Unhandled errors policy

Errors in async operations should not go unnoticed, that's why proposed package expects that all Future failures will be handled explicitly by callbacks, by getting result or exception, or by use of composition methods. Unhandled error is detected when Future object is about to be deleted by GC, and none of the above methods were used to detect the exception. Unhandled error may also be result of uncaught exception in the callback itself.

To avoid exceptions being lost package defines default callback for unhandled failures that logs errors to logging.error by default. You can override this behavior by setting config.Default.UNHANDLED_FAILURE_CALLBACK field on application startup.

It is possible to ignore errors explicitly using f.recover(None).

Compatibility between different types of futures

For applications which may use both cooperative and multithreaded concurrency models at the same time there's a high risk of mixing different future types in composition methods. If this goes unnoticed it may result in race conditions.

To prevent this, all composition methods of FutureBaseExt perform type checking, raising TypeError when class which was used for calling composition method does not match with class of Future instances. This check is performed by FutureBaseExt.convert(future) method.

However this restriction is too strict. For example it is safe to use callbacks of cooperative.Future in composition methods of multithreaded.Future. Also multithreaded.Future can be easily wrapped into asyncio.Future by using loop.call_soon_threadsafe() method. To allow such compatibility and conversions multithreaded.Future and asyncio.Future override convert(future) method.

Resulting conversions are:

• multithreaded.Future compatible with all subclasses of concurrent.Future
• asyncio.Future compatible with all subclasses of itself (asyncio.Task)
• asyncio.Future converts subclasses of multithreaded.Future via wrapping

As a result, this compatibility mechanism allows mixing futures of different types and nature in composition methods safely.

Computations

from concurrent.futures.multithreaded import Future
from concurrent.executors import ThreadPoolExecutor

with ThreadPoolExecutor(10) as tp:
        def sqr(x):
                return x * x

        fsquares = [tp.submit(sqr, v) for v in range(10)]
        fsum = Future.all(fsquares).map(sum)

        print(fsum.result())

Chaining requests

from concurrent.futures.multithreaded import Future

def authenticate_async(login, pwd):
        return Future.successful(True)

def request_async(request):
        return Future.successful(request)

fauth = authenticate_async('john', 'swordfish')
frequest = fauth.then(lambda: request_async('echo'))

resul = yieldfrequest.on_success(lambda resp: print("auth and request successful: " + resp))
frequest.on_failure(lambda ex: print("auth or request failed"))

Fallbacks

from concurrent.futures.multithreaded import Future

def connect_ssl():
        return Future.failed(SocketError())

def connect_plain():
        return Future.successful('socket')

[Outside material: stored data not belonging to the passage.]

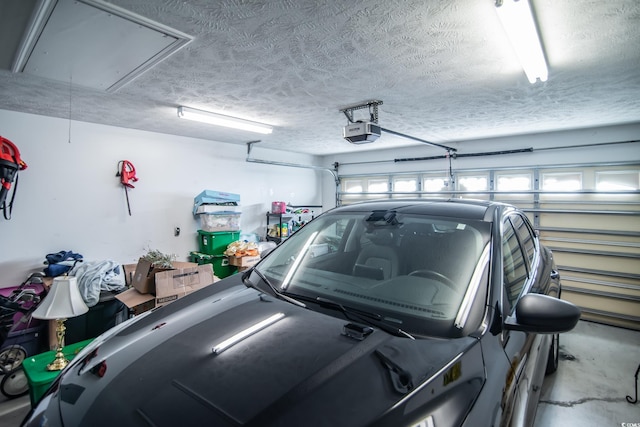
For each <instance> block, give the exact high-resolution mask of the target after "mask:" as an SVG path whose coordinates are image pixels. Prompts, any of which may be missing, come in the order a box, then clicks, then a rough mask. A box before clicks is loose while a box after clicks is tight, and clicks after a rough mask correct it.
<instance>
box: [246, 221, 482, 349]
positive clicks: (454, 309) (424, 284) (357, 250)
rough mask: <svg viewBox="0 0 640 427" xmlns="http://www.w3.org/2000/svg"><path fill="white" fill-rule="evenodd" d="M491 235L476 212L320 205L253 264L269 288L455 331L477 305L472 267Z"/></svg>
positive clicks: (440, 335) (420, 333)
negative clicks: (458, 211)
mask: <svg viewBox="0 0 640 427" xmlns="http://www.w3.org/2000/svg"><path fill="white" fill-rule="evenodd" d="M490 241H491V224H490V222H487V221H484V220H483V219H472V218H464V217H462V218H458V217H446V216H443V215H429V214H421V213H418V212H411V213H406V212H405V213H402V212H400V211H393V210H387V211H383V210H380V211H368V212H367V211H363V212H352V211H347V212H336V213H335V214H331V213H327V214H325V215H322V216H321V217H318V218H317V219H316V220H314V221H311V222H310V223H309V224H306V225H305V226H304V227H302V228H301V229H299V230H298V231H296V233H295V234H293V235H292V236H290V237H289V238H287V239H286V240H284V241H283V242H282V243H280V245H278V247H277V248H275V249H274V250H273V251H272V252H271V253H270V254H269V255H268V256H267V257H265V258H264V259H263V260H262V261H261V262H260V263H259V265H257V266H256V267H255V269H256V270H258V271H260V272H261V273H262V274H263V276H265V277H266V278H268V280H269V282H270V283H271V284H272V286H273V287H274V289H275V291H277V292H280V293H283V294H289V295H291V296H292V297H295V296H299V295H302V296H305V297H309V298H311V301H312V302H314V303H315V302H318V301H319V300H317V299H316V298H318V297H320V298H325V299H327V300H331V301H333V302H336V303H338V304H341V305H343V306H345V307H356V308H357V309H358V310H362V311H365V312H375V313H381V314H383V316H384V317H385V318H386V319H387V320H388V323H390V324H391V326H392V327H400V328H401V330H402V331H404V332H406V333H408V334H409V335H412V336H442V337H449V336H460V335H461V334H464V333H465V332H464V331H467V330H468V329H469V328H471V326H469V325H470V322H471V319H472V315H471V314H472V313H476V312H477V310H475V309H474V308H473V307H476V306H477V304H481V305H482V306H484V301H481V302H478V301H477V298H476V296H477V295H479V294H480V293H479V292H478V288H479V287H480V286H481V283H479V282H480V281H481V280H482V275H481V277H478V274H480V273H475V272H476V271H479V272H483V271H484V270H485V269H486V268H485V267H486V263H487V260H488V258H489V257H490V255H487V253H484V252H485V251H487V249H486V247H487V245H488V244H489V243H490ZM483 253H484V254H483ZM478 264H482V266H481V267H479V266H478ZM254 281H257V279H254ZM469 287H471V289H469ZM265 289H266V287H265ZM275 291H273V290H272V291H271V292H274V295H275ZM298 299H300V300H302V301H304V302H305V303H308V301H307V299H302V298H301V297H298ZM312 309H313V308H312ZM390 319H391V320H390ZM473 319H475V317H473ZM463 325H464V326H463Z"/></svg>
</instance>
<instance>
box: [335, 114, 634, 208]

fconnection = connect_ssl().fallback(connect_plain)

Hedged requests

import asyncio
import random

def request(ip):
        yield from asyncio.sleep(random.random())
        if random.choice([True, False]):
                return "ok"
        raise Exception("fail")

IPs = ['ip1', 'ip2', 'ip3', 'ip4', 'ip5']
futures = [asyncio.Task(request(ip)) for ip in IPs]
response = yield from asyncio.Future.first_successful(futures)
print(response)

Interface differences

concurrent.futures.Future

Class is deprecated in favor of concurrent.futures.multithreaded.Future.

running()

Left for compatibility but always returns False.

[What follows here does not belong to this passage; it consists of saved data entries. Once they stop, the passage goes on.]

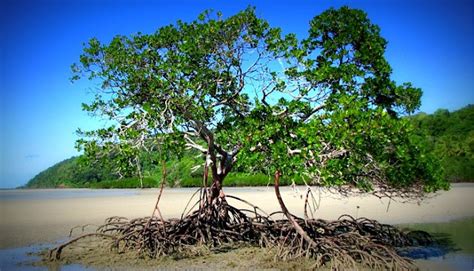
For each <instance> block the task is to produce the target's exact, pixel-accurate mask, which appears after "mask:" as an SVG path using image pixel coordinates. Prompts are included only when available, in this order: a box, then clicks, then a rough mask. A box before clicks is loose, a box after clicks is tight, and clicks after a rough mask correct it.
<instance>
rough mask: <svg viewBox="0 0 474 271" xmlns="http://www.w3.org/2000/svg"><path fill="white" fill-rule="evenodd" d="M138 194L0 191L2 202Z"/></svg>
mask: <svg viewBox="0 0 474 271" xmlns="http://www.w3.org/2000/svg"><path fill="white" fill-rule="evenodd" d="M138 193H139V190H137V189H15V190H13V189H0V201H3V200H5V201H6V200H8V201H10V200H49V199H69V198H97V197H117V196H132V195H138Z"/></svg>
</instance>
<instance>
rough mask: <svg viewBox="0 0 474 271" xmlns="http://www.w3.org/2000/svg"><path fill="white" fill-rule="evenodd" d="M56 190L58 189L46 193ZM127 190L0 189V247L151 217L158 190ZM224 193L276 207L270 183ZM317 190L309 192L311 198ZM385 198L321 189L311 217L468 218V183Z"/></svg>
mask: <svg viewBox="0 0 474 271" xmlns="http://www.w3.org/2000/svg"><path fill="white" fill-rule="evenodd" d="M298 189H299V191H300V193H298V192H297V191H295V190H292V189H291V188H288V187H284V188H281V191H282V196H283V199H284V201H285V203H286V205H287V207H288V209H289V210H290V211H291V212H292V213H294V214H295V215H298V216H302V215H303V204H304V200H303V199H302V198H301V197H300V196H302V197H303V198H304V191H305V190H304V189H305V188H304V187H298ZM60 191H62V190H50V191H46V192H49V193H56V192H60ZM81 191H84V190H81ZM129 191H132V192H133V193H135V195H114V193H111V194H112V195H107V192H104V193H105V195H107V196H101V197H91V196H90V195H88V196H87V197H80V196H79V197H74V198H55V199H51V198H50V199H40V198H39V199H29V200H11V199H7V198H6V197H2V195H5V194H3V193H0V248H9V247H21V246H26V245H31V244H35V243H40V242H53V241H56V240H58V239H61V238H65V237H67V235H68V233H69V230H70V229H71V228H72V227H74V226H77V225H84V224H96V225H99V224H101V223H102V222H103V221H104V219H105V218H107V217H110V216H125V217H128V218H135V217H142V216H149V215H151V212H152V211H153V207H154V204H155V201H156V196H157V193H158V189H149V190H129ZM193 191H194V190H192V189H165V191H164V193H163V196H162V198H161V201H160V205H159V206H160V210H161V212H162V214H163V216H164V217H165V218H171V217H179V216H180V215H181V212H182V210H183V209H184V207H185V205H186V203H187V201H188V199H189V197H190V196H191V194H192V192H193ZM225 191H226V193H227V194H229V195H235V196H238V197H240V198H243V199H245V200H247V201H250V202H252V203H253V204H255V205H257V206H259V207H261V208H262V209H263V210H264V211H266V212H267V213H271V212H274V211H278V210H279V205H278V202H277V200H276V197H275V194H274V190H273V187H268V188H266V187H259V188H226V189H225ZM2 192H4V191H2ZM38 192H40V191H38V190H24V191H21V192H18V193H38ZM41 192H43V193H45V191H41ZM5 193H8V192H5ZM118 194H121V193H118ZM318 194H319V193H318V192H315V195H316V196H318ZM228 201H229V203H231V204H233V205H236V206H242V207H243V206H244V205H242V204H241V203H237V202H235V201H234V200H232V199H228ZM388 202H389V201H388V200H387V199H384V200H379V199H378V198H376V197H373V196H364V197H350V198H341V197H340V196H337V195H334V194H329V193H322V194H321V202H320V206H319V210H318V211H317V213H316V216H317V217H318V218H323V219H336V218H338V217H339V216H340V215H341V214H350V215H353V216H358V217H361V216H364V217H369V218H373V219H377V220H379V221H381V222H384V223H392V224H398V223H422V222H442V221H449V220H454V219H459V218H464V217H471V216H474V184H454V185H453V186H452V188H451V190H450V191H446V192H441V193H440V195H438V196H437V197H435V198H432V199H428V200H426V201H424V202H422V203H421V204H420V205H418V204H416V203H405V204H402V203H397V202H393V201H392V202H391V204H390V208H389V209H388V211H387V204H388ZM357 206H359V208H357Z"/></svg>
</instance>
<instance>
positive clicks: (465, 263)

set_running_or_notify_cancel()

Left for compatibility but simply returns cancelled() result.

Module functions differences:

concurrent.futures.wait()

concurrent.futures.as_completed()

asyncio.wait()

asyncio.gather()

Function are deprecated in favor of combination methods and use them internally.

asyncio.wrap_future()

Deprecated in favor of Future.convert(future), all composition methods perform this conversion automatically.

Concrete implementations of schedulers are considered to be beyond the scope of concurrent.futures module, so they are moved into concurrent.schedulers sub-package. For backward compatibility ThreadPoolExecutor and ProcessPoolExecutor are still accessible from concurrent.futures package.